Ülkemiz ‘Vahşi kapitalizm’in özgürce at koşturduğu bir alan haline gelmiştir. İşverenler yüzlerce yıl içinde geliştirilen iş güvenliği kurallarını, maliyet baskısı gerekcesi, ile uygulamazken devletin buna seyirci kalmaması gerekir. Ülkemiz Cumhuriyetin köklü kurumları ile bunları denetleyebilecek ve ciddi yaptırımlar uygulayabilecek vasıftadır. Ancak bu olayda da görülüyor ki bu denetleme ve yaptırımlar yeterince uygulanamaz hale gelmiştir.
İş kazası bir saman alevi gibi de olsa toplumda yer etmektedir. Ama ondan çok daha fazla can alan meslek hastalıkları toplumun büyük bir kesiminde bilinmemektedir. Ancak ‘kot taşlama işçileri’ gibi toplumun vicdanını etkilediğinde gündem oluşturmaktadır. Meslek hastalıklarının, yarattığı sakatlıklar ve ölümler ile, sadece etkilenen kişiye/aileye değil tüm topluma da büyük mali yük getirdiği unutulmamalıdır.
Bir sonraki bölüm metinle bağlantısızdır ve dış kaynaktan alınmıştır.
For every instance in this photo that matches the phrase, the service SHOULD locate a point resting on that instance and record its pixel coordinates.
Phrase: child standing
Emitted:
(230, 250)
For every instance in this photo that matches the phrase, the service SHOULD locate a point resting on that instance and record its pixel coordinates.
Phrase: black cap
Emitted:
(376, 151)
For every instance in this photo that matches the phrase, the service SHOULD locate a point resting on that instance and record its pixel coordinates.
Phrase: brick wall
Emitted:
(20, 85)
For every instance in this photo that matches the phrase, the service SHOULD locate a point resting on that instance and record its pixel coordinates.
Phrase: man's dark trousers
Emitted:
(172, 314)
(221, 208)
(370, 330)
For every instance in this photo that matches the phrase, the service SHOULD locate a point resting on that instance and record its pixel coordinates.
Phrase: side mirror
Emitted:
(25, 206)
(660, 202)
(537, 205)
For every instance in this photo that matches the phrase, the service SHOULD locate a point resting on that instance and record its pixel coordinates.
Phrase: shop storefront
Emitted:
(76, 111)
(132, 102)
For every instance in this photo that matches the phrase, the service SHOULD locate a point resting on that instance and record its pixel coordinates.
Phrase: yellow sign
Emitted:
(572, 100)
Her kaza ile –bizim gibi- sivil toplum örgütlerinin feryatları ve çözüm önerilerinin bir kere daha havada kaldığı ortaya serilmektedir. İnsan odaklı olmayan ve kar hırsı ile güdülenen üretim sürecinin ülkemizin gelişmesine katkıda bulunmayacağını ve toplumsal huzuru olumsuz etkileyeceğini ifade ederek çözüm önerilerimizi bir kez daha dile getirmek istiyoruz:
- Çalışma Bakanlığı müfettişlerinin konuyla ilgili yeterli eğitimlerinin sağlanması ve denetlemelerinin bağımsız ve etkiden uzak yapabilmeleri sağlanmalıdır.
- İşyeri Hekimlerinin ve İş Güvenliği uzmanlarının mesleki bağımsızlığı yasalarda “sözde” bağımsızlık şeklinde olmamalı, kamusal güvence sağlanmalıdır.
- Yetersiz eğitim ve iş güvencesi ile çalışan işyeri hekimleri ve iş güvenliği uzmanları günah keçisi durumuna getirilmemelidir.
- İşyeri hekimi ve iş güvenliği uzmanı, ücret açısından, işverene bağımlılıktan kurtarılmalıdır.
- Sağlık Bakanlığı, Umumi Hıfzısıhha Kanunu’nun iş kazaları ve meslek hastalıkları konusunda kendisine verdiği yetki ve sorumluluğu hatırlamalıdır.
- Tıp fakültelerimiz eğitimin her aşamasında hekime meslek hastalıklarını tanıma becerisini vermelidir.
- Meslek hastalıkları tanısının önündeki engeller kaldırılmalıdır.
- İş güvenliği uzmanlığı eğitimi yeniden düzenlenmelidir. İşyerlerinde meslek uygunluğu olan iş güvenliği uzmanları görev almalıdır.
- İşyeri hekimliği eğitimi Sağlık Bakanlığı tarafından düzenlenmeli ve denetlenmelidir.
- Radyo ve televizyonlar, İş Sağlığı ve Güvenliği Kanunu yükümlülüğü olan ayda 1 saatlik yayın yapma zorunluluklarını yerine getirmelidirler.
- İşverenlere iş sağlığı ve güvenliği eğitimi verilmelidir.
Umutlarımızı kaybetmek istemiyoruz. İşçilerimizin sağ-salim yerüstüne çıkarılmasını umuyoruz. Eleştirilerimizi sıralarken iğneyi de kendimize batırmalıyız. Biz hekimlerin çalışanların sağlıkları ve meslek hastalıkları konusunda yeterli gayreti sarf etmediğini de unutmamalıyız. Bu konuyu önemsemek ve elimizi taşın altına koymak sırası artık bizde.